Current measures for Business Continuity and Disaster Recovery are not fit for (future) purpose. Most of these measures are focused on old school natural disasters, physical threats, and “micro” operational IT issues. They are not prepared to deal with rapid spreading, large scale and destructive cyber disasters, such as virus outbreaks. Something we have witnessed many times in recent years and the digital threats have only evolved faster and very likely will continue to do so. The world has changed in the face of digital transformations and hyper connectivity. The approach to survive these rapid, destructive, and wide-scale incidents (one could compare these to human pandemic-style events) needs to change as well.
New problems often can’t be solved by old solutions. That’s why we need to rethink the concept of cybersecurity in a hyper-connected digital reality when it comes to surviving extreme scenarios, such as rapid spreading and destructive cyberattacks. Large multinational corporations that play in the proverbial Champions League of hyper-connected business need state-of-the-art preparations to optimize chances of survival when serious “shit hits the fan”. This goes (far) beyond conventional Business Continuity and Disaster Recovery. Taking this topic seriously requires unorthodox thinking and doing. Let’s step outside the box and prepare for survival.
For the sake of reasoning, let’s assume you are comfortable with the cyber capabilities of your organization. But what if your organization has to deal with a serious attack similar or worse to the infamous NotPetya attack that took place on 27 June 2017. That day, NotPetya halted Maersk’s global operations for multiple weeks due to the fact it destroyed nearly all servers and endpoints, costing the transport, logistics and energy conglomerate at least 300 million dollars of direct costs related to outage and recovery, let alone the indirect costs. This surely is not a standalone incident, nor was it the largest damage. Estimates about the combined damage are in the range of 20 billion dollars on macro level, and up to 800 million dollars for a single pharmaceutical in the USA.

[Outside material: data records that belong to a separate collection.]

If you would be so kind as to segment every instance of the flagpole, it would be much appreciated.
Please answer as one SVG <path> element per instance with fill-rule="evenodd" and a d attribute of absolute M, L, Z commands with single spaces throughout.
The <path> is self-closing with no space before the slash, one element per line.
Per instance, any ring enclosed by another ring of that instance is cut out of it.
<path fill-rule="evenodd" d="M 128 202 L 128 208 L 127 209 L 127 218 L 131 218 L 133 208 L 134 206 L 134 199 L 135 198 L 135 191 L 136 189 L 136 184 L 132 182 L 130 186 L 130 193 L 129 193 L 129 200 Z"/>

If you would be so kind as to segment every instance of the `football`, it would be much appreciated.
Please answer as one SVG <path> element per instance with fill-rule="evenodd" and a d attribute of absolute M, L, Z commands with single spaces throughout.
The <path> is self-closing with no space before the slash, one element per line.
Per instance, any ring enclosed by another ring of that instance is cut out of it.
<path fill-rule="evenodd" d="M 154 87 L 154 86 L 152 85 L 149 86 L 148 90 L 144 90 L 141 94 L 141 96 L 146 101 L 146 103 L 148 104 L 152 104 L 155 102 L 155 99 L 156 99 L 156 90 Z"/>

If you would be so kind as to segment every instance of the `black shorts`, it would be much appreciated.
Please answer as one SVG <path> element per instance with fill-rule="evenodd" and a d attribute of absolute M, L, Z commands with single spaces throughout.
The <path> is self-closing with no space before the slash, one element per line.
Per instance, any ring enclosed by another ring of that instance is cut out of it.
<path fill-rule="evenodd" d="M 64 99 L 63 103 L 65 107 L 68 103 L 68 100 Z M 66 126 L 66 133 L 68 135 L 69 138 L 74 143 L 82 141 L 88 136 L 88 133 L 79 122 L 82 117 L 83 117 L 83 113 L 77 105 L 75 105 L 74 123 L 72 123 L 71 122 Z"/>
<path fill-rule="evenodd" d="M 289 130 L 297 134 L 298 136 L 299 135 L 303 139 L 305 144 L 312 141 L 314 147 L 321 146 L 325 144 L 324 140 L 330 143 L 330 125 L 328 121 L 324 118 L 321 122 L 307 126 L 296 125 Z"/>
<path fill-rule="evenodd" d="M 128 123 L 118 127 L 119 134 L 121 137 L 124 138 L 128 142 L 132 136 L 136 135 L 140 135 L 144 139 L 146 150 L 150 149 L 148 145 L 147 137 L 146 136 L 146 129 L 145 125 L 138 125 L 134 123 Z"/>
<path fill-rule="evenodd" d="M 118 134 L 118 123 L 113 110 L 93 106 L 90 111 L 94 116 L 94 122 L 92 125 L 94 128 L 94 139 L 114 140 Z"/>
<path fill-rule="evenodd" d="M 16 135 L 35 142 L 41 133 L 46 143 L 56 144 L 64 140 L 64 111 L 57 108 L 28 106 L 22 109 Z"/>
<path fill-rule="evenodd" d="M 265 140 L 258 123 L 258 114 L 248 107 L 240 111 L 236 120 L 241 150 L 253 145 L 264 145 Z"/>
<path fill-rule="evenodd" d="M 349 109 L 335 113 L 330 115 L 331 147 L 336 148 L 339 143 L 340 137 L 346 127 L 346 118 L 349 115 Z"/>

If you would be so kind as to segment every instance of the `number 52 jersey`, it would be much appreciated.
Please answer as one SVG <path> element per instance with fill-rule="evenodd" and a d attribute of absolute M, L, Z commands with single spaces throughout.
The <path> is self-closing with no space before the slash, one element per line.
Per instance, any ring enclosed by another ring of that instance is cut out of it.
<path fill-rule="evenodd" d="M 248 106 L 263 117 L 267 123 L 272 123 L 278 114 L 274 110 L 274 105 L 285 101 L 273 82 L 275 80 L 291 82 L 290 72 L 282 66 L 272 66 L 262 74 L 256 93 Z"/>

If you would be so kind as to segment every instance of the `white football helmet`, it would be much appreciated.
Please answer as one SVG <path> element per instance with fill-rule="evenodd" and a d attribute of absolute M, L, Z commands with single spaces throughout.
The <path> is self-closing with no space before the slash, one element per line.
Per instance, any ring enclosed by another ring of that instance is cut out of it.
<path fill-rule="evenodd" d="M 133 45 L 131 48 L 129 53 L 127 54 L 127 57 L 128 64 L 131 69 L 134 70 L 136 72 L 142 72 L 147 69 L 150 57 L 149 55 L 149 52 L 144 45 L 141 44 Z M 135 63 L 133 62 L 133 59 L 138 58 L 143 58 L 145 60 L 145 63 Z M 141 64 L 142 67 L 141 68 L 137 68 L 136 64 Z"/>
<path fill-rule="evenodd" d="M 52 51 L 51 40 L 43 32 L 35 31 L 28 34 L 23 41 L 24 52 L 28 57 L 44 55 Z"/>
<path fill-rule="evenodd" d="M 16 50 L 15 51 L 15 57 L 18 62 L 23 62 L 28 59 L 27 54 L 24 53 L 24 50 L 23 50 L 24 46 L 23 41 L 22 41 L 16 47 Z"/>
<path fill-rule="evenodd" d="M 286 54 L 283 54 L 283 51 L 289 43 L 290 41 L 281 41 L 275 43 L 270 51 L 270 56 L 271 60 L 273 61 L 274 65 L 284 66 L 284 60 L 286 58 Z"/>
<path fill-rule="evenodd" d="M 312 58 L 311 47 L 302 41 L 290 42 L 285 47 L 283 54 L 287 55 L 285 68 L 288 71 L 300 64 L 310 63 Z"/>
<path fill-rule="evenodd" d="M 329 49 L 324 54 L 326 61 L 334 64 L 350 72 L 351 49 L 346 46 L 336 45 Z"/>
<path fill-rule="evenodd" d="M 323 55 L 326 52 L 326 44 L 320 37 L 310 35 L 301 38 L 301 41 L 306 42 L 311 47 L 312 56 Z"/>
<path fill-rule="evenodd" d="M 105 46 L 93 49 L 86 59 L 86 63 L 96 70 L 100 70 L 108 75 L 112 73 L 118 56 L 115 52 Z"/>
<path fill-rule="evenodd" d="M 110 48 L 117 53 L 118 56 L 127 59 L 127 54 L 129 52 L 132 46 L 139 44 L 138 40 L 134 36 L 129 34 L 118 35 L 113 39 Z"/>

Now here’s a question for you:
How long would it take you to shut down vital parts of your IT landscape to make sure that malware cannot spread any further and to make sure that – at least most of – the crown jewels of the company will be saved to jumpstart operations after the attack?
Would you be able to do so in a day? In a couple of hours perhaps? Half an hour? Would you be able to obtain all the mandated approvals and if so, the corresponding actions in such a short time?
The confronting reality is that NotPetya distributed itself across entire organizations in less than 8 minutes from East to West, from North to South. It was spreading much faster than at first noticed. As said, many others were affected that day, in hindsight tens of thousands of companies were hit by the attack. The consequence: human control over these kinds of pandemic cyber events are simply no longer effective; we need to automate both our protection as well as our response capabilities.
This is one of the key arguments for a radical new approach. The key topic in this article is not how to build the most effective and efficient framework for cyber security, it’s what your organization is capable of in case of a destructive cyber-attack.
One could use the analogy of a pandemic human virus to grasp the impact. When Corona hit China, there was uncertainty on the impact, but at least most of us realized how impactful it could be. We should think about cyber incidents in the same way. The stakes are high in terms of losing trust and financial robustness when your infrastructure and data are gone for weeks (or even forever).
It’s clear that we need disruptive thinking to deal with the next wave of sophisticated cyber-attacks.
Anatomy of cyber security in the digital reality
Organizations operate in a so-called VUCA world, a Volatile, Uncertain, Complex and Ambiguous world. The capabilities to succeed in such a world have changed dramatically, and this is certainly the case in the domain of cybersecurity.
One of the challenges is that we live in a world of hyper-connected ecosystems. The Internet of Things grows at an astonishing pace. Everything connects with everything, and it doesn’t stop in the digital world; it is also strongly tied to our physical world. Physical infrastructures ranging from traffic lights, production facilities, trains and many others are not just physical assets: they have an underlying digital backbone. A growing interconnectedness of the world also causes exponential growth of the impact of breaches or failures – like a “ripple effect”.
Despite improvements in software security, system hardening, security awareness, and incident detection/response, the attack surface of large organizations is expanding. This is mainly due to system and service interdependencies and the increasing reliance of business on IT services, including cloud, business managed services (self-procured SaaS), and interconnections with multiple domains and supply chains.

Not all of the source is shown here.